Before the debt ceiling debate gets stale, I wanted to clarify one last thought on the subject. I have already begun to spell out what I call a liquidity view of the debt ceiling. Here I begin to put that view into conversation with other perspectives.
Debt ceiling in terms of stock variables
A question that comes up when trying to think about government debt is what exactly to write on the balance sheet. At first it seems like a small question about how to record the transaction, but I think it turns out to be a big question. Outstanding government debt is surely a liability to the government. But the balance sheet should balance, so what corresponds to it on the asset side?

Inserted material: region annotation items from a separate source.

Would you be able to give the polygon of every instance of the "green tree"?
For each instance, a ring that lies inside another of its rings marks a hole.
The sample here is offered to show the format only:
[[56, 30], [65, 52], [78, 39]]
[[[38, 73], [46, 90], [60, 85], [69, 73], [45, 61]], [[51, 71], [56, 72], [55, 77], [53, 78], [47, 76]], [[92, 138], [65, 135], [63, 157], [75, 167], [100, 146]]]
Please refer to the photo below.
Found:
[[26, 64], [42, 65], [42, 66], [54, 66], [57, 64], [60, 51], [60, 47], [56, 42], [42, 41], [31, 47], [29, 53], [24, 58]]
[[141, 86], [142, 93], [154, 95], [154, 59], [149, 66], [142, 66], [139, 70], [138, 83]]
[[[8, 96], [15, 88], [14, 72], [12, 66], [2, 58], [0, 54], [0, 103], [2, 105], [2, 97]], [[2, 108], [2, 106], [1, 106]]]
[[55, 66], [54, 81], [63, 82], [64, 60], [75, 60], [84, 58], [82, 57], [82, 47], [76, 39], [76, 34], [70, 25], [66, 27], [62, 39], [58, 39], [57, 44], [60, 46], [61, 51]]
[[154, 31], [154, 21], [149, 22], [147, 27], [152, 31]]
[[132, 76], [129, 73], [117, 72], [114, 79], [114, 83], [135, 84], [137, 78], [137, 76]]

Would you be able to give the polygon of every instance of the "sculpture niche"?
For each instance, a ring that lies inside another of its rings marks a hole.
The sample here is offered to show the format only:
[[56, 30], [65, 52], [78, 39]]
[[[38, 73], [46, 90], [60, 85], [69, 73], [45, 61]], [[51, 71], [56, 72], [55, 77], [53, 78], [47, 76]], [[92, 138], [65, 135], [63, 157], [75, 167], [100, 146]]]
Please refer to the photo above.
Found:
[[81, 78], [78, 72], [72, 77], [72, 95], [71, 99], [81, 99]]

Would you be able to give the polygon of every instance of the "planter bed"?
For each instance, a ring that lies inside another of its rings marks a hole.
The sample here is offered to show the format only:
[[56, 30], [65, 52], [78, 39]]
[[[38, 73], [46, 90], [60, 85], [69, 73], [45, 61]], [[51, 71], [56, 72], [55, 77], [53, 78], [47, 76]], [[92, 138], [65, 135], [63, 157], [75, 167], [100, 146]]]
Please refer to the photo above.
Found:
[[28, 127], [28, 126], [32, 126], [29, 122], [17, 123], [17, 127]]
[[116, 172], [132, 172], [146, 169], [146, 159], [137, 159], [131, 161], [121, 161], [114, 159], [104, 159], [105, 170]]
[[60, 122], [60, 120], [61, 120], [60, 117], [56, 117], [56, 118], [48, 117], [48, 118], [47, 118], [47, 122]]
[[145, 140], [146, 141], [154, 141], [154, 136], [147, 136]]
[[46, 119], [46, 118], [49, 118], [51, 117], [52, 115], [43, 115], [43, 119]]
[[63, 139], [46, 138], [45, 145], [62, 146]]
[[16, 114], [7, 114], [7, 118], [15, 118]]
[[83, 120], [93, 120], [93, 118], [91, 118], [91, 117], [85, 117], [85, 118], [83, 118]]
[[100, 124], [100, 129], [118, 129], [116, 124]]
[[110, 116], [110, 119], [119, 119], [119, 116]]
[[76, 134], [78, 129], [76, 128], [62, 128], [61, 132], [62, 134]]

One possibility is to write nothing on the asset side, and instead to allow government debt to be a one-sided transaction. The government borrows, and in this view its promise to repay is credible based on its say-so or fiat, without making reference to any asset position. In this sense the government's counterparty, owners of government debt, are holding something like gold, which also appears to have a one-sided character to it, as it is an asset that is not anyone's liability.
But this is not entirely satisfying: in fact the US Treasury does pay its debts when due. Governments raise money differently than do businesses, but are they really more like gold? One answer is to put some kind of reasonable placeholder on the asset side. I have sometimes chosen to think of this as something like a residual or equity claim on the US public. This reflects two important facts: first, that the Treasury's ability to repay does in the end derive from US incomes; and second, that the government has the power to tax those incomes, but that power is not unlimited, so it is a equity claim.
Viewed in this way, the debt ceiling (if we choose to take it seriously rather than purely as political theater) codifies a concern about the amount of outstanding debt relative to the value of the Treasury's equity claim on the US public. More generally, such concerns are framed around stock concepts: variables with an instantaneous value, like the Treasury's debt outstanding relative to the ceiling, or like a contingent equity claim. The balance sheet, at a particular moment in time, is the place for such variables.
Debt ceiling in terms of flow variables
The liquidity view, by contrast, is framed around flow concepts: variables whose value is measured over an interval, like the Treasury's payment commitments over the next six weeks, or the flow of tax receipts over the course of a year. Expressed in flows rather than stocks, the debt ceiling is a more precise problem: to keep its cash commitments, the Treasury needs to raise funds. Having exhausted all other sources, it needs to borrow. If it cannot borrow, the Treasury cannot keep its cash commitments and so some people will not get paid.
In the stocks view, there is a question about what balances the issuance of new Treasury debt: maybe an abstract equity claim, collectible through taxation, maybe taxing authority itself, maybe nothing at all. In the flows view, there is no such ambiguity. Issuing debt is a source of funds, and the Treasury's cash payments (transfer payments, salaries of government employees, debt service) are the use of funds.
As this cash-flow statement shows, stocks and flows are related to one another. Here, an increase in liabilities is the source of funds for the Treasury's normal payment obligations. This issue of stock–flow consistency is frequently raised as an argument against the debt ceiling. Plans for the flow of spending and for the flow of taxation have already been made, the argument goes, and the difference between them, the budget deficit, will therefore have to be financed. If Congress approves the spending but not the borrowing, then Congress is being logically inconsistent.
I cannot really disagree. But the fact remains that the debt ceiling is a law that appears to bind the Treasury Secretary. Congress is required first to choose the flows, then to approve the stocks. Yes, the changes in stocks are a mechanical consequence of the flows. But the approval must be given separately, and is not guaranteed. Maybe in December it will not be forthcoming.
Why the flow view is more helpful
We might summarize the two views like this:
Debates about the debt ceiling can be understood as a contest between the solvency and liquidity views. But why should we prefer the liquidity view to the solvency view? Thinking about stock variables here leads, I think, to bottomless questions about inside money and outside money, about how the debt ceiling is nonsensical, about procedural gimmicks to circumvent the limit.
It is only the liquidity view that has any purchase on the unfolding of events. Yellen's plea to Congress, for example, is based on flow concerns. With a binding debt ceiling, the Treasury Secretary argued, the US government would reach a point where it was unable to pay its obligations. Those were the considerations that created the October 18 deadline and which prompted the actions that led to the current reprieve.
In the end, perhaps the question has been given the wrong name. It is not really about how much borrowing is too much, but rather about whether payments will be made as promised. It's not a ceiling that contains a rise, but a faucet that regulates a flow.